RNNs evolving on an equilibrium manifold: a panacea for vanishing and exploding gradients?
Files
Date
2020
DOI
Authors
Kag, Anil
Zhang, Ziming
Saligrama, Venkatesh
Version
OA Version
Published version
Citation
Anil Kag, Ziming Zhang, Venkatesh Saligrama. 2020. "RNNs Evolving on an Equilibrium Manifold: A Panacea for Vanishing and Exploding Gradients?." International Conference on Learning Representations (ICLR).
Abstract
Recurrent neural networks (RNNs) are particularly well-suited for modeling longterm
dependencies in sequential data, but are notoriously hard to train because the
error backpropagated in time either vanishes or explodes at an exponential rate.

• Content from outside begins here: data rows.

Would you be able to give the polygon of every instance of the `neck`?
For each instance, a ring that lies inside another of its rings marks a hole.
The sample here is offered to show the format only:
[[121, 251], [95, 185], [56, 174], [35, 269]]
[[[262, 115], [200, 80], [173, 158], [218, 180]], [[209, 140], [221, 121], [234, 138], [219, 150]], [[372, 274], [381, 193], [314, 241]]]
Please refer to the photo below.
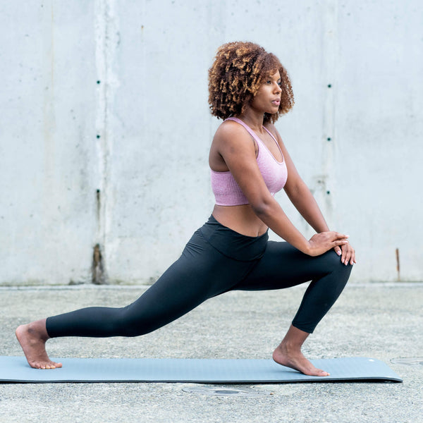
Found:
[[257, 112], [247, 107], [245, 111], [236, 117], [247, 123], [252, 130], [260, 132], [262, 129], [264, 118], [264, 114], [262, 112]]

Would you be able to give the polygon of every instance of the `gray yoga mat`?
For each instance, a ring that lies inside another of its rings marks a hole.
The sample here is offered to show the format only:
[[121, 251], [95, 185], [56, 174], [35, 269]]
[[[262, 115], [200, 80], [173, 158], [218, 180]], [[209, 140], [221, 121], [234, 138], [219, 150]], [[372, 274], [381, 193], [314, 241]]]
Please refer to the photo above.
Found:
[[0, 357], [0, 382], [282, 383], [402, 379], [384, 362], [364, 357], [311, 360], [329, 376], [306, 376], [271, 360], [53, 358], [61, 369], [32, 369], [23, 357]]

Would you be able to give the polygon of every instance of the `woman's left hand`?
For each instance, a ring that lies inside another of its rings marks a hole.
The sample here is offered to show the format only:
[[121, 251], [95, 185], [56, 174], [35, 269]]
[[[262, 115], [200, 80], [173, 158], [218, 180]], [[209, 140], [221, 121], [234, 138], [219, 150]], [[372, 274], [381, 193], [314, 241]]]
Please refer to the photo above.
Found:
[[357, 263], [355, 261], [355, 251], [349, 243], [340, 247], [335, 247], [333, 250], [338, 255], [341, 256], [341, 262], [343, 264], [347, 266], [348, 264], [354, 264]]

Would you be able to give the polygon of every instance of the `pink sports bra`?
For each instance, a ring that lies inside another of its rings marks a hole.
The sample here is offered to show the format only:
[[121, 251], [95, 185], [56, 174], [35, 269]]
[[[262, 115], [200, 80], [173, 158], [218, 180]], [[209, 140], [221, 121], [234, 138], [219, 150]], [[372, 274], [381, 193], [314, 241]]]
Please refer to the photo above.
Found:
[[[285, 160], [278, 161], [270, 152], [266, 145], [257, 137], [254, 131], [243, 121], [238, 118], [228, 118], [226, 121], [235, 121], [242, 125], [257, 143], [259, 153], [257, 161], [259, 169], [263, 176], [266, 186], [272, 195], [280, 191], [286, 183], [288, 171]], [[263, 127], [274, 140], [282, 157], [283, 154], [273, 135], [264, 126]], [[216, 204], [219, 206], [240, 206], [249, 204], [247, 197], [244, 195], [241, 188], [235, 180], [232, 173], [226, 172], [216, 172], [212, 170], [212, 189], [216, 198]]]

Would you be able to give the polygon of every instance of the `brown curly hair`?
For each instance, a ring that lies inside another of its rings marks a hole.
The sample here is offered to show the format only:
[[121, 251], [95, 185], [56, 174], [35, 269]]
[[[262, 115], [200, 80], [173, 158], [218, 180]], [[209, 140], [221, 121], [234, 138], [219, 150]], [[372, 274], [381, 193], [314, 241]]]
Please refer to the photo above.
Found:
[[282, 94], [275, 114], [264, 114], [264, 123], [274, 123], [294, 105], [286, 69], [272, 53], [252, 42], [233, 42], [221, 46], [209, 69], [209, 104], [212, 114], [221, 119], [239, 115], [254, 98], [266, 78], [279, 71]]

While a number of works attempt to mitigate this effect through gated recurrent
units, skip-connections, parametric constraints and design choices, we propose a
novel incremental RNN (iRNN), where hidden state vectors keep track of incremental
changes, and as such approximate state-vector increments of Rosenblatt’s
(1962) continuous-time RNNs. iRNN exhibits identity gradients and is able to
account for long-term dependencies (LTD). We show that our method is computationally
efficient overcoming overheads of many existing methods that attempt to
improve RNN training, while suffering no performance degradation. We demonstrate
the utility of our approach with extensive experiments and show competitive
performance against standard LSTMs on LTD and other non-LTD tasks.